Doug Glanville the marvelous occasional baseball commentator for the Times writes;
"In our young minds, baseball has a permanence. We embrace it as a near certainty, one that rises in spring and sets in the fall as our lives revolve around it. Yet each larger-than-life player from our baseball childhood who walks out the clubhouse door for the last time forces us kicking and screaming into an uncomfortable maturity. We wonder where our childhood has gone. We are shocked into understanding that our favorite players are aging, and that we must be aging, too".

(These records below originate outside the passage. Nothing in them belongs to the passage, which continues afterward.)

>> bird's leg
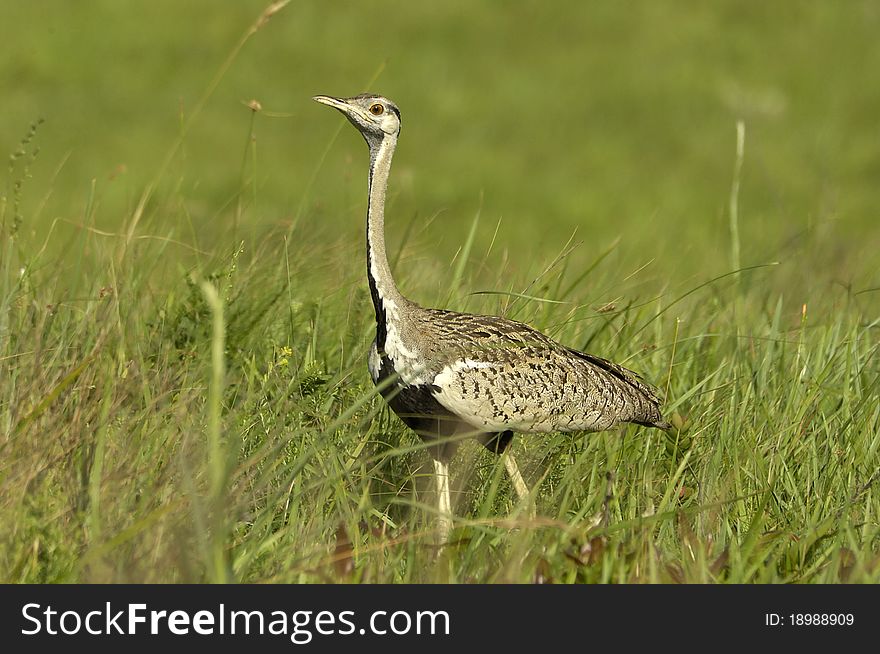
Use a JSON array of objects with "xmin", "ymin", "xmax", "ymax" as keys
[
  {"xmin": 434, "ymin": 459, "xmax": 452, "ymax": 545},
  {"xmin": 501, "ymin": 450, "xmax": 535, "ymax": 517}
]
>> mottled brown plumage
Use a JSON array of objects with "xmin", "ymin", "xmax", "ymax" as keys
[{"xmin": 315, "ymin": 94, "xmax": 669, "ymax": 540}]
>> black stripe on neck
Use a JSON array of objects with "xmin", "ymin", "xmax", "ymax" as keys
[{"xmin": 367, "ymin": 172, "xmax": 388, "ymax": 355}]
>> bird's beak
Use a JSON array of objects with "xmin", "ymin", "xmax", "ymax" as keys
[{"xmin": 312, "ymin": 95, "xmax": 349, "ymax": 111}]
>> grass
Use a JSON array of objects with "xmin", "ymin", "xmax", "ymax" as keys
[{"xmin": 0, "ymin": 3, "xmax": 880, "ymax": 583}]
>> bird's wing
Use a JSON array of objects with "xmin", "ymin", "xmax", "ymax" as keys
[{"xmin": 422, "ymin": 314, "xmax": 665, "ymax": 432}]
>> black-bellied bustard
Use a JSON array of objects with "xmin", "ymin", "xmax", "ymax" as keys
[{"xmin": 314, "ymin": 94, "xmax": 669, "ymax": 542}]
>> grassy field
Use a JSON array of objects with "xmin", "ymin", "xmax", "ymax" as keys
[{"xmin": 0, "ymin": 0, "xmax": 880, "ymax": 583}]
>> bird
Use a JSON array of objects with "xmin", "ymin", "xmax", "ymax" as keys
[{"xmin": 313, "ymin": 93, "xmax": 670, "ymax": 544}]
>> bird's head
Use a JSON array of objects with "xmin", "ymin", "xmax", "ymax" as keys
[{"xmin": 312, "ymin": 93, "xmax": 400, "ymax": 147}]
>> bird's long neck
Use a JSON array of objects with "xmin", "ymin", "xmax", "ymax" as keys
[{"xmin": 367, "ymin": 134, "xmax": 407, "ymax": 350}]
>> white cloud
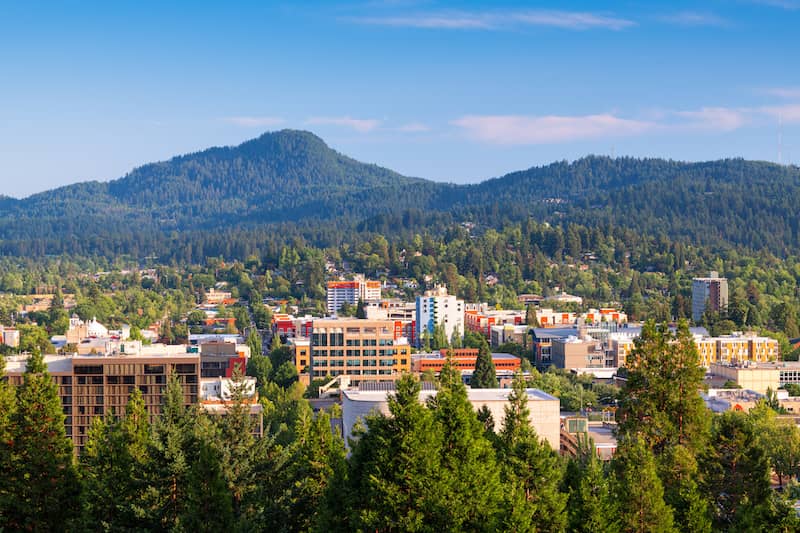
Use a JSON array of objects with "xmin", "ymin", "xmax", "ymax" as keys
[
  {"xmin": 223, "ymin": 117, "xmax": 285, "ymax": 128},
  {"xmin": 673, "ymin": 107, "xmax": 745, "ymax": 131},
  {"xmin": 759, "ymin": 104, "xmax": 800, "ymax": 124},
  {"xmin": 658, "ymin": 11, "xmax": 730, "ymax": 26},
  {"xmin": 346, "ymin": 10, "xmax": 636, "ymax": 30},
  {"xmin": 397, "ymin": 122, "xmax": 431, "ymax": 133},
  {"xmin": 452, "ymin": 114, "xmax": 656, "ymax": 144},
  {"xmin": 306, "ymin": 116, "xmax": 381, "ymax": 133},
  {"xmin": 764, "ymin": 87, "xmax": 800, "ymax": 100}
]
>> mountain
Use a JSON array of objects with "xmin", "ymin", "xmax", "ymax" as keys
[{"xmin": 0, "ymin": 130, "xmax": 800, "ymax": 257}]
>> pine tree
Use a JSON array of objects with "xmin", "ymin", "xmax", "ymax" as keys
[
  {"xmin": 284, "ymin": 411, "xmax": 345, "ymax": 531},
  {"xmin": 428, "ymin": 360, "xmax": 503, "ymax": 531},
  {"xmin": 3, "ymin": 352, "xmax": 80, "ymax": 531},
  {"xmin": 0, "ymin": 355, "xmax": 16, "ymax": 524},
  {"xmin": 221, "ymin": 366, "xmax": 258, "ymax": 530},
  {"xmin": 470, "ymin": 341, "xmax": 498, "ymax": 389},
  {"xmin": 340, "ymin": 375, "xmax": 444, "ymax": 531},
  {"xmin": 498, "ymin": 372, "xmax": 567, "ymax": 531},
  {"xmin": 569, "ymin": 450, "xmax": 624, "ymax": 533},
  {"xmin": 143, "ymin": 376, "xmax": 198, "ymax": 530},
  {"xmin": 612, "ymin": 437, "xmax": 675, "ymax": 533},
  {"xmin": 80, "ymin": 389, "xmax": 150, "ymax": 530}
]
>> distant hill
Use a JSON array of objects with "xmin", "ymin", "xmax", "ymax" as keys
[{"xmin": 0, "ymin": 130, "xmax": 800, "ymax": 256}]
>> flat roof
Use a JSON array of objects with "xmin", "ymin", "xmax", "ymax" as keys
[{"xmin": 342, "ymin": 388, "xmax": 559, "ymax": 403}]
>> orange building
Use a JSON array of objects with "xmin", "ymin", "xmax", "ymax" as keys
[{"xmin": 411, "ymin": 348, "xmax": 521, "ymax": 373}]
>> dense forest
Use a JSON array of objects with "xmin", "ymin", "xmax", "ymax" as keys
[
  {"xmin": 0, "ymin": 130, "xmax": 800, "ymax": 261},
  {"xmin": 0, "ymin": 322, "xmax": 800, "ymax": 533}
]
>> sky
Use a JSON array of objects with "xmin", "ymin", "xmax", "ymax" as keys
[{"xmin": 0, "ymin": 0, "xmax": 800, "ymax": 198}]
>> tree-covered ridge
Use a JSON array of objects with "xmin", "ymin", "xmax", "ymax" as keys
[{"xmin": 0, "ymin": 130, "xmax": 800, "ymax": 260}]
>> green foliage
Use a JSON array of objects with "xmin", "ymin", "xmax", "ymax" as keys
[
  {"xmin": 470, "ymin": 342, "xmax": 498, "ymax": 389},
  {"xmin": 612, "ymin": 436, "xmax": 675, "ymax": 533},
  {"xmin": 0, "ymin": 353, "xmax": 80, "ymax": 531}
]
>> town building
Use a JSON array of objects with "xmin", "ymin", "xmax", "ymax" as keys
[
  {"xmin": 342, "ymin": 389, "xmax": 561, "ymax": 450},
  {"xmin": 326, "ymin": 277, "xmax": 381, "ymax": 316},
  {"xmin": 304, "ymin": 318, "xmax": 411, "ymax": 384},
  {"xmin": 464, "ymin": 304, "xmax": 525, "ymax": 338},
  {"xmin": 416, "ymin": 286, "xmax": 464, "ymax": 346},
  {"xmin": 692, "ymin": 271, "xmax": 728, "ymax": 322}
]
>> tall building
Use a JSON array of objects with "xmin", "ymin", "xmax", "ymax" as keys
[
  {"xmin": 304, "ymin": 318, "xmax": 411, "ymax": 383},
  {"xmin": 327, "ymin": 279, "xmax": 381, "ymax": 315},
  {"xmin": 416, "ymin": 286, "xmax": 464, "ymax": 346},
  {"xmin": 692, "ymin": 272, "xmax": 728, "ymax": 322}
]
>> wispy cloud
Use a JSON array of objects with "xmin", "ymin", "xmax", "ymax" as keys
[
  {"xmin": 658, "ymin": 11, "xmax": 730, "ymax": 27},
  {"xmin": 751, "ymin": 0, "xmax": 800, "ymax": 11},
  {"xmin": 672, "ymin": 107, "xmax": 746, "ymax": 131},
  {"xmin": 345, "ymin": 10, "xmax": 636, "ymax": 30},
  {"xmin": 397, "ymin": 122, "xmax": 431, "ymax": 133},
  {"xmin": 452, "ymin": 114, "xmax": 656, "ymax": 145},
  {"xmin": 763, "ymin": 87, "xmax": 800, "ymax": 100},
  {"xmin": 223, "ymin": 117, "xmax": 285, "ymax": 128},
  {"xmin": 306, "ymin": 116, "xmax": 381, "ymax": 133},
  {"xmin": 759, "ymin": 104, "xmax": 800, "ymax": 124},
  {"xmin": 451, "ymin": 105, "xmax": 760, "ymax": 145}
]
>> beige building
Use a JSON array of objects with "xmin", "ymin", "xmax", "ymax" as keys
[
  {"xmin": 709, "ymin": 363, "xmax": 780, "ymax": 394},
  {"xmin": 6, "ymin": 353, "xmax": 200, "ymax": 453},
  {"xmin": 342, "ymin": 389, "xmax": 561, "ymax": 450},
  {"xmin": 304, "ymin": 318, "xmax": 411, "ymax": 383},
  {"xmin": 551, "ymin": 337, "xmax": 605, "ymax": 368}
]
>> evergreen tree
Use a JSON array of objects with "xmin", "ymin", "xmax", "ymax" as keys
[
  {"xmin": 428, "ymin": 360, "xmax": 503, "ymax": 531},
  {"xmin": 498, "ymin": 372, "xmax": 567, "ymax": 531},
  {"xmin": 612, "ymin": 437, "xmax": 675, "ymax": 533},
  {"xmin": 2, "ymin": 352, "xmax": 80, "ymax": 531},
  {"xmin": 284, "ymin": 411, "xmax": 345, "ymax": 531},
  {"xmin": 0, "ymin": 355, "xmax": 16, "ymax": 524},
  {"xmin": 220, "ymin": 366, "xmax": 258, "ymax": 530},
  {"xmin": 702, "ymin": 411, "xmax": 796, "ymax": 531},
  {"xmin": 569, "ymin": 450, "xmax": 619, "ymax": 533},
  {"xmin": 143, "ymin": 376, "xmax": 199, "ymax": 530},
  {"xmin": 470, "ymin": 341, "xmax": 498, "ymax": 389},
  {"xmin": 80, "ymin": 389, "xmax": 150, "ymax": 530}
]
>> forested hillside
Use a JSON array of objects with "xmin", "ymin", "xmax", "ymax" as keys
[{"xmin": 0, "ymin": 130, "xmax": 800, "ymax": 260}]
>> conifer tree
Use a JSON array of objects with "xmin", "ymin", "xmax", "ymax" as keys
[
  {"xmin": 80, "ymin": 389, "xmax": 155, "ymax": 530},
  {"xmin": 612, "ymin": 437, "xmax": 675, "ymax": 533},
  {"xmin": 284, "ymin": 411, "xmax": 345, "ymax": 531},
  {"xmin": 221, "ymin": 366, "xmax": 258, "ymax": 530},
  {"xmin": 569, "ymin": 450, "xmax": 619, "ymax": 533},
  {"xmin": 3, "ymin": 351, "xmax": 80, "ymax": 531},
  {"xmin": 143, "ymin": 376, "xmax": 198, "ymax": 530},
  {"xmin": 428, "ymin": 359, "xmax": 503, "ymax": 531},
  {"xmin": 470, "ymin": 341, "xmax": 498, "ymax": 389},
  {"xmin": 498, "ymin": 372, "xmax": 567, "ymax": 531},
  {"xmin": 344, "ymin": 375, "xmax": 444, "ymax": 531},
  {"xmin": 0, "ymin": 355, "xmax": 16, "ymax": 524}
]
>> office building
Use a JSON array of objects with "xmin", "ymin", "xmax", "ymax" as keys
[
  {"xmin": 416, "ymin": 286, "xmax": 464, "ymax": 346},
  {"xmin": 326, "ymin": 278, "xmax": 381, "ymax": 315},
  {"xmin": 692, "ymin": 272, "xmax": 728, "ymax": 322}
]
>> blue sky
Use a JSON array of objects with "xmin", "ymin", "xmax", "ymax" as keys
[{"xmin": 0, "ymin": 0, "xmax": 800, "ymax": 197}]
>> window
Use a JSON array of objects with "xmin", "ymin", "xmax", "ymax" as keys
[{"xmin": 75, "ymin": 365, "xmax": 103, "ymax": 374}]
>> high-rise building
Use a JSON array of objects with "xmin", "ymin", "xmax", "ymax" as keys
[
  {"xmin": 326, "ymin": 279, "xmax": 381, "ymax": 315},
  {"xmin": 692, "ymin": 272, "xmax": 728, "ymax": 322},
  {"xmin": 416, "ymin": 286, "xmax": 464, "ymax": 346}
]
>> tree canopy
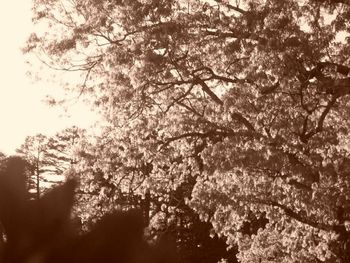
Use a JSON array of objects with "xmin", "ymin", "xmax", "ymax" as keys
[{"xmin": 25, "ymin": 0, "xmax": 350, "ymax": 263}]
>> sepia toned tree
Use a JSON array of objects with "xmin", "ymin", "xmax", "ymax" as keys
[
  {"xmin": 25, "ymin": 0, "xmax": 350, "ymax": 263},
  {"xmin": 16, "ymin": 134, "xmax": 49, "ymax": 199}
]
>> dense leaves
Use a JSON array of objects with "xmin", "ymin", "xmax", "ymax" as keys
[{"xmin": 26, "ymin": 0, "xmax": 350, "ymax": 262}]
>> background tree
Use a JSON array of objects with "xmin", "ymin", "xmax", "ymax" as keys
[
  {"xmin": 26, "ymin": 0, "xmax": 350, "ymax": 262},
  {"xmin": 17, "ymin": 134, "xmax": 50, "ymax": 199},
  {"xmin": 45, "ymin": 126, "xmax": 85, "ymax": 175}
]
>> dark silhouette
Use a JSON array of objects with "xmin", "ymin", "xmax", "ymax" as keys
[{"xmin": 0, "ymin": 157, "xmax": 175, "ymax": 263}]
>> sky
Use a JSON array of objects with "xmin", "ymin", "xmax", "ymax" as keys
[{"xmin": 0, "ymin": 0, "xmax": 98, "ymax": 155}]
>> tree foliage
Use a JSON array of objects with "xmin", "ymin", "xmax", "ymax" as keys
[{"xmin": 26, "ymin": 0, "xmax": 350, "ymax": 262}]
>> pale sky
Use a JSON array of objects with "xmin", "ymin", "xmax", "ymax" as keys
[{"xmin": 0, "ymin": 0, "xmax": 97, "ymax": 154}]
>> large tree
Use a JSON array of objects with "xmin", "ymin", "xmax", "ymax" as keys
[{"xmin": 26, "ymin": 0, "xmax": 350, "ymax": 262}]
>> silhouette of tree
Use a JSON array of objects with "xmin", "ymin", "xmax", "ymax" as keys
[
  {"xmin": 17, "ymin": 134, "xmax": 50, "ymax": 199},
  {"xmin": 26, "ymin": 0, "xmax": 350, "ymax": 263},
  {"xmin": 0, "ymin": 157, "xmax": 176, "ymax": 263},
  {"xmin": 45, "ymin": 126, "xmax": 85, "ymax": 175}
]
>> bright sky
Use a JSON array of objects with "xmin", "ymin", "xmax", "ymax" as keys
[{"xmin": 0, "ymin": 0, "xmax": 97, "ymax": 154}]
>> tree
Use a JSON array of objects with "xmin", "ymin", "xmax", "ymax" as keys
[
  {"xmin": 26, "ymin": 0, "xmax": 350, "ymax": 263},
  {"xmin": 45, "ymin": 126, "xmax": 85, "ymax": 175},
  {"xmin": 17, "ymin": 134, "xmax": 50, "ymax": 199},
  {"xmin": 73, "ymin": 131, "xmax": 236, "ymax": 262}
]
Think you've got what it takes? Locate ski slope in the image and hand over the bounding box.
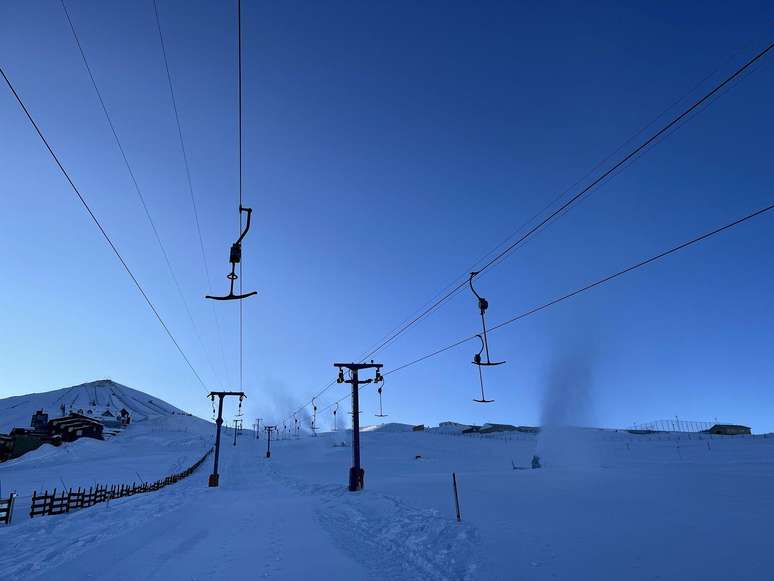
[0,417,774,581]
[0,379,185,433]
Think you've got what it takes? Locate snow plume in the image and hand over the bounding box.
[242,378,302,430]
[535,341,599,468]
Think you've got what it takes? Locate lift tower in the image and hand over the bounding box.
[207,391,247,486]
[333,359,383,492]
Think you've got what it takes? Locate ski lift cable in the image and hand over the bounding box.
[352,45,752,368]
[0,65,207,390]
[322,203,774,411]
[60,0,222,390]
[276,42,774,422]
[153,0,229,390]
[354,37,774,360]
[237,0,250,390]
[392,203,774,375]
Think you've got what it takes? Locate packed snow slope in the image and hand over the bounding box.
[0,379,184,433]
[0,422,774,581]
[0,380,214,524]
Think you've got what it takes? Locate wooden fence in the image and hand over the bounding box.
[0,492,16,525]
[25,448,212,524]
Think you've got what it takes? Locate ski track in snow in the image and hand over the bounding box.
[266,466,478,581]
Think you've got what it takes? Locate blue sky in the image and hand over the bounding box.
[0,0,774,431]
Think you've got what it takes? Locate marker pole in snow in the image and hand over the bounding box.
[264,426,277,458]
[208,391,247,486]
[333,360,383,492]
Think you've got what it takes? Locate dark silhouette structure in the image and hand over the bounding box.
[333,361,384,492]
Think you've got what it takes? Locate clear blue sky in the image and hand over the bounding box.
[0,0,774,431]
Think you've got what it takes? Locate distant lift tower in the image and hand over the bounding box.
[333,360,383,492]
[208,391,247,486]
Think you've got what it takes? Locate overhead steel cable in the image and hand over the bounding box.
[392,203,774,375]
[153,0,229,390]
[237,0,244,391]
[356,42,774,360]
[284,43,774,422]
[316,203,774,413]
[60,0,222,390]
[0,65,207,390]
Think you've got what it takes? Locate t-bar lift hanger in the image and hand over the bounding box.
[468,272,505,403]
[374,369,387,418]
[205,205,258,301]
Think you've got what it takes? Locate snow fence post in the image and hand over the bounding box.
[452,472,462,522]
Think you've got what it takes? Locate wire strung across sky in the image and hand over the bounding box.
[153,0,229,390]
[0,65,207,390]
[61,0,223,390]
[354,37,774,360]
[314,203,774,411]
[282,42,774,424]
[237,0,244,391]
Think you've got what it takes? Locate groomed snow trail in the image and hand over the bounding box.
[264,450,476,581]
[0,432,368,581]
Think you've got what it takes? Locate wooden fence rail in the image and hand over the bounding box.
[0,492,16,525]
[23,448,212,524]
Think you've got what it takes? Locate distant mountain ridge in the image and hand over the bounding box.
[0,379,185,433]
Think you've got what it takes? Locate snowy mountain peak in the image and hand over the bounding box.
[0,379,184,433]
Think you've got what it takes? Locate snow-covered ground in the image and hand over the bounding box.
[0,392,774,581]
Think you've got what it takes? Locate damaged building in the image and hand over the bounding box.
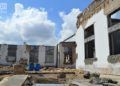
[57,34,76,68]
[76,0,120,73]
[0,44,56,67]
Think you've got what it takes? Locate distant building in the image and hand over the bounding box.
[76,0,120,73]
[0,44,56,66]
[57,34,76,68]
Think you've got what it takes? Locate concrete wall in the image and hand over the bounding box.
[0,44,57,66]
[76,10,109,69]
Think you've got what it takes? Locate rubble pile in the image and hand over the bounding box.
[84,72,118,86]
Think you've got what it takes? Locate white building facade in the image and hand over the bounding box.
[76,0,120,73]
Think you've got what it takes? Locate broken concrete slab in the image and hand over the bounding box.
[0,75,28,86]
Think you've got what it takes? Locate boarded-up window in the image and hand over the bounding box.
[109,31,120,55]
[29,46,39,63]
[64,47,72,64]
[84,25,94,38]
[45,46,54,63]
[8,45,17,57]
[108,8,120,27]
[85,40,95,59]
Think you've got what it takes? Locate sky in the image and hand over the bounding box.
[0,0,92,45]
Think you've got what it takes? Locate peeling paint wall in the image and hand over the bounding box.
[0,44,57,66]
[76,10,109,69]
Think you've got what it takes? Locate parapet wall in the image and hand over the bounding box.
[76,0,120,28]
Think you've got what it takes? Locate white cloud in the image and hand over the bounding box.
[0,3,56,45]
[59,9,80,41]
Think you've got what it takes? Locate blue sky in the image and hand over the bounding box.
[0,0,92,45]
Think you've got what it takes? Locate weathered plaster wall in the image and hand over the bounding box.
[75,26,85,68]
[38,46,45,66]
[0,44,56,66]
[76,10,109,69]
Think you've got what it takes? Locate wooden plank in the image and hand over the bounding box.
[0,75,28,86]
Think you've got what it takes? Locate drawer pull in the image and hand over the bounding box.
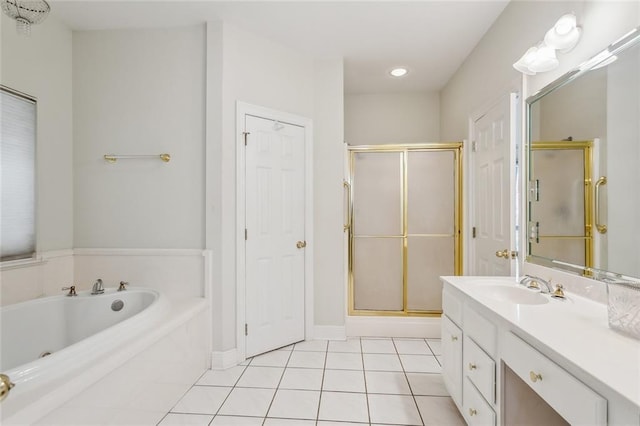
[529,371,542,383]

Carl Yastremski, who threw the ball out Wednesday Night to inaugurate this year's World Series, sports a full head of snow white hair. The greatest living Red Sox is 74 years old. He's had bypass surgery. He's lost a son not much younger than me.
It can't be. The 12 year old (1967) can still see him paroling left field at Fenway like a cop on his beat, daring baserunners to try and advance. The 21 year old college kid raises his arms in triumph as Yaz singlehandedly demolishes Oakland in the playoffs ('75). Alone on South Racine in front of an old black and white TV, my 24 year old medical student self still fights back tears as Captain Carl pops out to Nettles (1978), in what, please G-d, will always remain my most heartbreaking baseball memory.
But Glanville, who played, and loved this game like those before and those to follow, elegantly reminds us that yes, it must be so.
"But when the final game is played, when the winners celebrate and the ticker tape falls, again there is silence. And in the quiet corners of baseball’s historic order, some players are taking off their uniforms for the last time. And inevitably, some of those now-former players defined post-season baseball, and made us love the game because of how they stood in the batter’s box, or the music that played each time they danced to the mound."